Ancien acteur formé à la Rada (Royal Academy of Dramatic Art), William Corlett a travaillé comme acteur au théâtre et à la télévision avant de se consacrer à plein temps à l'écriture. On lui doit des pièces de théâtre et des romans pour adultes ainsi que des romans pour enfants. Ce sont d’ailleurs un roman pour la jeunesse "Le Portail de l'Eden" et la série des "Magician's House"", publiée entre 1990 et 1992, qui l’ont consacré comme écrivain. Mais le Britannique, né dans le Yorshire et décédé en France en 2005, est surtout l’auteur d’un très drôle et très subtil vaudeville gay : "Deux garçons bien sous tous rapports". Avec ce roman, William Corlett nous emmène en route pour une campagne anglaise de carte postale, mais moins apaisée qu’il n’y paraît. Nous voilà donc dans le village de Bellingford où vont bon train les commentaires entre villageoises et villageois depuis que le château local a trouvé des repreneurs. Il s’agit de deux citadins : Richard, producteur de théâtre et auteur de spectacles à succès, la cinquantaine, et Bless, son jeune compagnon, acteur sans emploi. Les deux amoureux, pour de vrai, débarquent dans un microcosme dont ils vont peu à peu éprouver les limites, arpenter les coulisses (aussi troubles que drôles).
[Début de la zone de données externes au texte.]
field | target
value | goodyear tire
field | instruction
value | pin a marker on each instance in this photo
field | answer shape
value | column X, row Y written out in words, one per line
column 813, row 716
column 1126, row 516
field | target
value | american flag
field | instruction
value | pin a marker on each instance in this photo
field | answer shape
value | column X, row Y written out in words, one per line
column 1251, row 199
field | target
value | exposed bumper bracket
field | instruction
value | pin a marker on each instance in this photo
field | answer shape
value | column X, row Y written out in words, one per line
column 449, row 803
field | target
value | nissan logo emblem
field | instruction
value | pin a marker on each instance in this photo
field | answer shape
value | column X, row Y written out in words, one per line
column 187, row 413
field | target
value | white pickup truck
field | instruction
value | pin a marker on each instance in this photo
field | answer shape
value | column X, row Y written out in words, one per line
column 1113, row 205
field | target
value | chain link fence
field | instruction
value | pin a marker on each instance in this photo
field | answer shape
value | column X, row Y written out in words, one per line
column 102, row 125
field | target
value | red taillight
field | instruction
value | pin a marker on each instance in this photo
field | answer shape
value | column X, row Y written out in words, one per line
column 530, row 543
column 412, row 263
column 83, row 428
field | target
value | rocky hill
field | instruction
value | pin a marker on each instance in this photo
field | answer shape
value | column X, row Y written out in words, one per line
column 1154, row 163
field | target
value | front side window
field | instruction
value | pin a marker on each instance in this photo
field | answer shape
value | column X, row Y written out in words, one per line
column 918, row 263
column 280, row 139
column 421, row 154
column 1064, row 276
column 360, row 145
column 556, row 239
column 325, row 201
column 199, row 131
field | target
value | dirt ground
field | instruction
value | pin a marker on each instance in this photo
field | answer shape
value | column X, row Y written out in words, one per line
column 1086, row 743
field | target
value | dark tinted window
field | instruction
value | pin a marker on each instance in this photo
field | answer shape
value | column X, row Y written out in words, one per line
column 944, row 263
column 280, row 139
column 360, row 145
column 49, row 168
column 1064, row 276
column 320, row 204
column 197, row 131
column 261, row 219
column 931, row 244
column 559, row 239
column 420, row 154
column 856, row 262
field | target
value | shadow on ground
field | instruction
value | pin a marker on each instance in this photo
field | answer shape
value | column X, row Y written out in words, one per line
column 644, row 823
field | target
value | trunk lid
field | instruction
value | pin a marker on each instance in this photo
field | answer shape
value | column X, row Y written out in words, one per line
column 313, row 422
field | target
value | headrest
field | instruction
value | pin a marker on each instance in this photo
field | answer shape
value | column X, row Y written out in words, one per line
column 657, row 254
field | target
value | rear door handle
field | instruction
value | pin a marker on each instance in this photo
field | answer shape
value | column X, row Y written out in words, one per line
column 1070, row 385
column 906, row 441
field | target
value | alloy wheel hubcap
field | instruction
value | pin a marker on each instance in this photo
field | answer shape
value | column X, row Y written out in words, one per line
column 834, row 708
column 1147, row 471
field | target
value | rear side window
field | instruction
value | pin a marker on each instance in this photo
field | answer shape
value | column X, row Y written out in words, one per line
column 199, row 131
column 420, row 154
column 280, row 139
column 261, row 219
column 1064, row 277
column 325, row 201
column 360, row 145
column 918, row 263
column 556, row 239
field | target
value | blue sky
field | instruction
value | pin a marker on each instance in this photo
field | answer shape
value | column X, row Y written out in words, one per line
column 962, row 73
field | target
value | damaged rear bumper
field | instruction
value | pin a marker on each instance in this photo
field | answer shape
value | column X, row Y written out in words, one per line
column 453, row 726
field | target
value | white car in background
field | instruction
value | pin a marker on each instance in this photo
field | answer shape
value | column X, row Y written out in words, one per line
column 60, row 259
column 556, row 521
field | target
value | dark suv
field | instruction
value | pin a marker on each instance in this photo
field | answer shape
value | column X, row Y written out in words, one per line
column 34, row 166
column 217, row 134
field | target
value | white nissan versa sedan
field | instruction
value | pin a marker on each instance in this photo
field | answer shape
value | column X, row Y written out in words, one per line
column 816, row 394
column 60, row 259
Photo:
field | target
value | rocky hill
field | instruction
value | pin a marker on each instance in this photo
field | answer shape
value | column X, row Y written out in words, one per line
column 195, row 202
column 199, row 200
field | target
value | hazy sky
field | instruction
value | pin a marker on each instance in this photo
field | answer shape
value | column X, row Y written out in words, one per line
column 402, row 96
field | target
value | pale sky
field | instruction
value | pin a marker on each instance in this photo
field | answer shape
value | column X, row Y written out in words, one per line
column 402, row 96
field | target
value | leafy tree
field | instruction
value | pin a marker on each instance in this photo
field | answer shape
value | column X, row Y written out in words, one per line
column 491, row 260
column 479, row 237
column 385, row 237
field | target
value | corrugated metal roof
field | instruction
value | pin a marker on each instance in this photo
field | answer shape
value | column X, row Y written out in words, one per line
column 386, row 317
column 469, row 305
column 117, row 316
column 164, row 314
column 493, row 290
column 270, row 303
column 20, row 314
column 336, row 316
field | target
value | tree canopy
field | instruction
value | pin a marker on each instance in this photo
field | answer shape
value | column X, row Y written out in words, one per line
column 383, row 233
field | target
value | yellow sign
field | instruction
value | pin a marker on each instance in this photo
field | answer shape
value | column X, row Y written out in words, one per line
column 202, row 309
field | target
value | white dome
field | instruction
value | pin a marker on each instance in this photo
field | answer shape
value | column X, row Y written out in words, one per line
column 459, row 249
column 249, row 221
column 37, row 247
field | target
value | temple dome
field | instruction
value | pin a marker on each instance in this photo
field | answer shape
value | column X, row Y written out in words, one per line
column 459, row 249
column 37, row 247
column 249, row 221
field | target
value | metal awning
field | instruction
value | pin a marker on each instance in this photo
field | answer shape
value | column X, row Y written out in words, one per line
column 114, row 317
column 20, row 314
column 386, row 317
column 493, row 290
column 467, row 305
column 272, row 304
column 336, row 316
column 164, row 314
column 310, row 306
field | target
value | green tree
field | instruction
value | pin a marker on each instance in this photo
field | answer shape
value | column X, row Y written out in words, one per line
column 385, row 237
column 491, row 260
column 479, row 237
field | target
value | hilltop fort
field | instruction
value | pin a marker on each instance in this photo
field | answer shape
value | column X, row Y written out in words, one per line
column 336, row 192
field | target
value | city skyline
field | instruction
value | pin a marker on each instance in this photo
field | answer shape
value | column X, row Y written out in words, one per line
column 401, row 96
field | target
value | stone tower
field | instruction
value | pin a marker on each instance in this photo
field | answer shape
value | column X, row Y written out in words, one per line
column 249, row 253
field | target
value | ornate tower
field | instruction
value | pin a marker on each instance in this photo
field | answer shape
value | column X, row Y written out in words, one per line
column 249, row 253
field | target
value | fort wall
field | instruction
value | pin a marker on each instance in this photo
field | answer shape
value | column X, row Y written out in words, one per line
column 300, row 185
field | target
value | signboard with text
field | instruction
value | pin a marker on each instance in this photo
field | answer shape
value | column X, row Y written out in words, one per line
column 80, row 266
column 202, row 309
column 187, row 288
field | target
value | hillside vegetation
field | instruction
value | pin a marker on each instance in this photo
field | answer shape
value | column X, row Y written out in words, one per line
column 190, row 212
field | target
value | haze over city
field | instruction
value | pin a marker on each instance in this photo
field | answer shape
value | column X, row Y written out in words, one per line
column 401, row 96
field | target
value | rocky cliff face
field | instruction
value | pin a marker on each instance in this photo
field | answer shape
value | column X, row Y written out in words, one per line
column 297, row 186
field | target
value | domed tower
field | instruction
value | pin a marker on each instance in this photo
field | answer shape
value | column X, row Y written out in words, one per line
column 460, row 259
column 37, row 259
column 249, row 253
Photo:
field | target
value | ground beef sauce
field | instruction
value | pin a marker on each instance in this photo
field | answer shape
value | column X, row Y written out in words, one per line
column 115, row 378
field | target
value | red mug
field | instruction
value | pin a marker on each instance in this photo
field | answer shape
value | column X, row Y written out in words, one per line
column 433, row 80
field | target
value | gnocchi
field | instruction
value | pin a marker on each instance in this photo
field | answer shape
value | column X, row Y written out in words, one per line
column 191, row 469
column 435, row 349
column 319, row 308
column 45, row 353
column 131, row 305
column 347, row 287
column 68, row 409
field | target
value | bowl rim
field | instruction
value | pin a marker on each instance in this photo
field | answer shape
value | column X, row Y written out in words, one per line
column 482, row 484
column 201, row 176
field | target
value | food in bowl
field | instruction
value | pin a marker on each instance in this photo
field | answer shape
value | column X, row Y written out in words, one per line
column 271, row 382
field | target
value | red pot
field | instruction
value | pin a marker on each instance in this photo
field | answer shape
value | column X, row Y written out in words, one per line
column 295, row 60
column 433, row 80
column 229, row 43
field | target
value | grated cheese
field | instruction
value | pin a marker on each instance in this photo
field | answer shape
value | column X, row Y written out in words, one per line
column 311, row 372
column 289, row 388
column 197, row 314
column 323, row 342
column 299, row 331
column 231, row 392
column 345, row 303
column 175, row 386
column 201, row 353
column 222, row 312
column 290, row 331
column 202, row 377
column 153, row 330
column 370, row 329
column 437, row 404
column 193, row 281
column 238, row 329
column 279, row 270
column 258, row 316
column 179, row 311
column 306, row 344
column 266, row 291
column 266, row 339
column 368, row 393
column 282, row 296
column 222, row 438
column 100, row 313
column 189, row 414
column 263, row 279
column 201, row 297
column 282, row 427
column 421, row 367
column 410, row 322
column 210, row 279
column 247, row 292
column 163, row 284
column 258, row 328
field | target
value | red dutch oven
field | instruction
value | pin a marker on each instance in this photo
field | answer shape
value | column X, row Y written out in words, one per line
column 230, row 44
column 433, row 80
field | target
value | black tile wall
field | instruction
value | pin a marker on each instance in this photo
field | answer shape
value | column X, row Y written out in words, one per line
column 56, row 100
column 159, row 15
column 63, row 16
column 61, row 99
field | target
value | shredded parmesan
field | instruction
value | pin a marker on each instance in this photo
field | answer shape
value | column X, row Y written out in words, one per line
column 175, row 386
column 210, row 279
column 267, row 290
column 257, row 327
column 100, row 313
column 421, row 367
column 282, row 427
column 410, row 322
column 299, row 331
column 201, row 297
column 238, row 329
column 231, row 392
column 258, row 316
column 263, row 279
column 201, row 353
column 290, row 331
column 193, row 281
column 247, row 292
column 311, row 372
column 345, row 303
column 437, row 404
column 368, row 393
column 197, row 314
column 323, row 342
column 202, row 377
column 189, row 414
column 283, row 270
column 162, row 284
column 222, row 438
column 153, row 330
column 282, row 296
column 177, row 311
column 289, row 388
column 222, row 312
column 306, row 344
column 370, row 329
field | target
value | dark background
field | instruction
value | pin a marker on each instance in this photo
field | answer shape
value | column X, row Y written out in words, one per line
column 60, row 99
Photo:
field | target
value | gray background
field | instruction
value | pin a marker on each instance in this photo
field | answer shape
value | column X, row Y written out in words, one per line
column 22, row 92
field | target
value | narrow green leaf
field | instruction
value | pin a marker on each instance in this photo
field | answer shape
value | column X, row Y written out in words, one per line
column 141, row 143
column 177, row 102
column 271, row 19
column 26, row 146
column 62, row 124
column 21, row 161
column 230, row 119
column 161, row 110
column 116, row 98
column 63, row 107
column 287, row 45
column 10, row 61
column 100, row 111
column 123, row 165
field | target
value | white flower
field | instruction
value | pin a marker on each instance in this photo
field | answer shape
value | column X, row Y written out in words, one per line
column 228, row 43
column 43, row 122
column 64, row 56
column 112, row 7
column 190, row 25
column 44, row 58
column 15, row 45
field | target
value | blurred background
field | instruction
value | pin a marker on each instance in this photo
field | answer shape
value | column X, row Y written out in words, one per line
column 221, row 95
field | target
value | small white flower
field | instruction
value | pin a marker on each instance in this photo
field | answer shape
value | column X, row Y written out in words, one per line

L’intérêt de ce roman faussement superficiel est de traiter avec une grande efficacité de l’homophobie, de l’acceptation de l’autre (qu’il soit gay, qu’il soit dingue, qu’elle soit lesbienne, qu’elle soit âgée…) et de brasser, l’air de rien, des notions et thèmes profonds. Ainsi, outre l’homosexualité et son acceptation sociale (toile de fond du roman), il sera question de l’identité sexuelle, de la folie quotidienne, de double vie, d’amour, de la dépendance aux sectes, etc. Sans jamais surchargé son propos, en maintenant un rythme soutenu, en ménageant à ses lectrices et lecteurs surprises, fausses pistes et ruptures narratives, avec une évidente empathie pour ses personnages, William Corlett livre un roman passionnant, amusant et édifiant : une belle leçon de tolérance.

(1) : "La matière des rêves", photographies de Nino Migliori. Exposition jusqu’ au 25 février 2018. Commissaires d’exposition : Alessandra Mauro et Laurie Hurwitz. Maison Européenne de la Photographie, 5/7 rue de Fourcy - 75004 Paris. Ouverture du mercredi au dimanche de 11h à 19h45.
(2) : "Obsession Marlene", exposition collective. Exposition jusqu’au 25 février 2018. Commissaire d’exposition : Pierre Passebon collectionneur. Maison Européenne de la Photographie, 5/7 rue de Fourcy - 75004 Paris. Ouverture du mercredi au dimanche de 11h à 19h45.
(3) : "Deux garçons bien sous tous rapports", traduit de l'anglais par Jean Rosenthal. Editions Pavillons Poche, 490 p., 10,90 euros.